Tak stwierdził Sąd Najwyższy w wyroku z 7 grudnia 2006 r. (sygn. I PK 169/06)
Jan G. pracował w spółce akcyjnej od 1998 r., a jednocześnie był prezesem jej zarządu. Pod koniec 1999 r. podjął decyzję o zawieszeniu przez nią działalności gospodarczej ze względu na złą sytuację ekonomiczną firmy, brak zleceń i związany z tym całkowity brak wpływów. W okresie zawieszenia Jan G. był jedynym pracownikiem spółki. Nie przebywał w pracy ani jej nie świadczył, tylko prowadził negocjacje z kontrahentami w imieniu innej spółki. Jako że w listopadzie 1999 r. po raz ostatni otrzymał pensję, domagał się ponad 16 tys. zł wynagrodzenia wraz z ustawowymi odsetkami za ponad pół roku pracy, gdy firma nie prowadziła działalności, a także przeszło 4,5 tys. zł wraz z odsetkami - jako ekwiwalentu za niewykorzystany w tamtym okresie urlop wypoczynkowy.

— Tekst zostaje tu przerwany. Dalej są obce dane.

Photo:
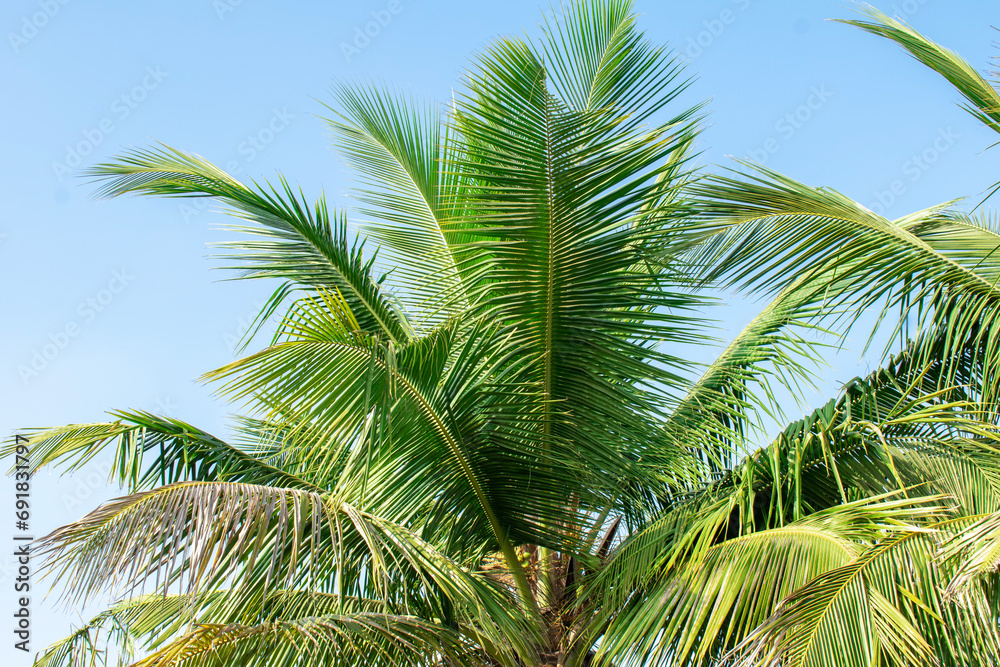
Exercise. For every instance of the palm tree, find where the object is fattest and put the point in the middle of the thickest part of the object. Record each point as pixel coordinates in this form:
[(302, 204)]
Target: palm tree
[(483, 445)]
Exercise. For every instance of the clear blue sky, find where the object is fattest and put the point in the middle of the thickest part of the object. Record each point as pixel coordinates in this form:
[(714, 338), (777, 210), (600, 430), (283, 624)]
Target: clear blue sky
[(122, 292)]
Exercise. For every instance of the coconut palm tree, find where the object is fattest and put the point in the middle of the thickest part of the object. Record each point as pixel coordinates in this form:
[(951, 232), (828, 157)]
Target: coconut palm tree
[(484, 444)]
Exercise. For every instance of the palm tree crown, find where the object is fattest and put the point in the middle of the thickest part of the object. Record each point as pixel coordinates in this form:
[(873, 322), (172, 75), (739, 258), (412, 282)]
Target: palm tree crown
[(483, 445)]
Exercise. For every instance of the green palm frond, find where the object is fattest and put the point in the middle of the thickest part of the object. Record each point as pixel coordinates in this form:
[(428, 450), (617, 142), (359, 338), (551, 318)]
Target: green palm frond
[(292, 241), (983, 97)]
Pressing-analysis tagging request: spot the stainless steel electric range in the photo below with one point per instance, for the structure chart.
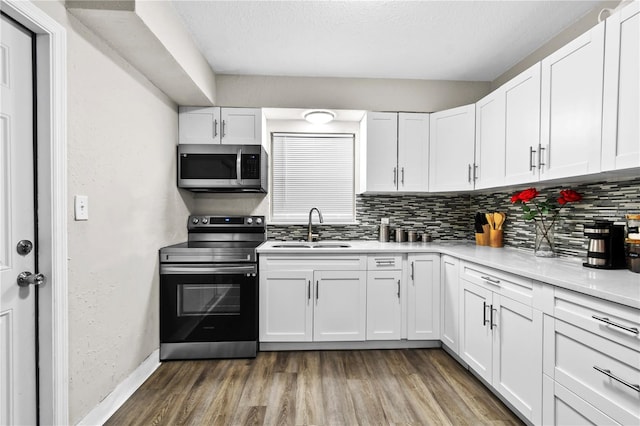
(209, 289)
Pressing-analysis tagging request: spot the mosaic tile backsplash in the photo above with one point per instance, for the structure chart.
(450, 217)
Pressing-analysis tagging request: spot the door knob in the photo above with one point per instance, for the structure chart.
(26, 278)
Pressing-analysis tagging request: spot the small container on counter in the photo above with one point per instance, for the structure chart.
(384, 233)
(633, 255)
(633, 226)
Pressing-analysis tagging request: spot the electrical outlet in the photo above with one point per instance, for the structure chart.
(81, 207)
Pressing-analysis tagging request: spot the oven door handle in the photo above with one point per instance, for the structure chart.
(207, 269)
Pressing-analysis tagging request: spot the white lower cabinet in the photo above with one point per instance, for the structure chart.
(423, 297)
(384, 307)
(501, 340)
(299, 303)
(449, 302)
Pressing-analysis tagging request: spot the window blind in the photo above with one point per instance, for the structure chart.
(311, 170)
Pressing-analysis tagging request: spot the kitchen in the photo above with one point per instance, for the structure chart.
(122, 129)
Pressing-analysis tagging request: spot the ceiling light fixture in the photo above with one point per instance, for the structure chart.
(319, 116)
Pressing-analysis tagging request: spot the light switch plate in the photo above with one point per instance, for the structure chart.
(81, 207)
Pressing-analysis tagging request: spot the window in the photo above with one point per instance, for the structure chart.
(312, 170)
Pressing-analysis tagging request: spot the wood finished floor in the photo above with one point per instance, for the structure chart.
(373, 387)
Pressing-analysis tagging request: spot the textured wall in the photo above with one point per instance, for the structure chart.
(450, 217)
(121, 153)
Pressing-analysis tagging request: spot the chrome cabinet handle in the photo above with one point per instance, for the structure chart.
(608, 321)
(616, 378)
(531, 154)
(491, 280)
(491, 323)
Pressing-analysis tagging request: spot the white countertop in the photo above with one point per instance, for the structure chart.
(620, 286)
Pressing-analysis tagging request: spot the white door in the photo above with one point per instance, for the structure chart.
(340, 306)
(241, 126)
(383, 305)
(199, 125)
(571, 107)
(381, 159)
(490, 140)
(413, 152)
(423, 301)
(451, 145)
(17, 303)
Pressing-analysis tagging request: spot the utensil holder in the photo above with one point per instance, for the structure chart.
(495, 237)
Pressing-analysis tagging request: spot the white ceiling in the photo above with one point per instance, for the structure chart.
(435, 40)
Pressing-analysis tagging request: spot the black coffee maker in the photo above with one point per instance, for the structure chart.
(606, 245)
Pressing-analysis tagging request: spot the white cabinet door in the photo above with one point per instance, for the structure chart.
(490, 140)
(451, 145)
(286, 306)
(381, 152)
(449, 312)
(621, 114)
(522, 127)
(423, 297)
(517, 355)
(571, 107)
(413, 152)
(241, 126)
(340, 306)
(199, 125)
(476, 340)
(383, 305)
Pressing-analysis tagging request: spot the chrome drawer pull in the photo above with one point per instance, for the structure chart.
(607, 321)
(616, 378)
(491, 280)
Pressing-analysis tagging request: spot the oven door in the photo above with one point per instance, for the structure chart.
(208, 303)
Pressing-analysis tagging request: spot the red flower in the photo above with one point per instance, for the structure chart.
(525, 196)
(569, 196)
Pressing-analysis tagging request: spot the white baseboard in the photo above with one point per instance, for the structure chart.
(105, 409)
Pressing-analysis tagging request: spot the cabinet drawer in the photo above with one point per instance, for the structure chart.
(606, 319)
(504, 283)
(384, 262)
(603, 373)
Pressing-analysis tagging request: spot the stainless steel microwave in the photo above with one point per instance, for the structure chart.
(222, 168)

Firma odmówiła wypłaty tych pieniędzy. Argumentowała, że chociaż pozostawał on w stosunku pracy, nie przysługiwało mu prawo do wynagrodzenia za ten czas, kiedy firma nie prowadziła żadnej działalności. Sąd rejonowy, do którego trafiła ta sprawa, uznał roszczenia Jana G. za nieuzasadnione. Oparł się przy tym na art. 80 kodeksu pracy, zgodnie z którym wynagrodzenie przysługuje za pracę wykonaną, a tej Jan G. w czasie zawieszenia działalności spółki nie świadczył. Nie pozostawał też w gotowości do pracy, o której mowa w art. 81 § 1 k.p. Sąd zauważył, że Jan G. w tym czasie był zatrudniony na stanowisku prezesa zarządu innej spółki i to w jej imieniu prowadził negocjacje oraz zawierał umowy. Przyznał mu jednak ekwiwalent za niewykorzystany urlop wypoczynkowy.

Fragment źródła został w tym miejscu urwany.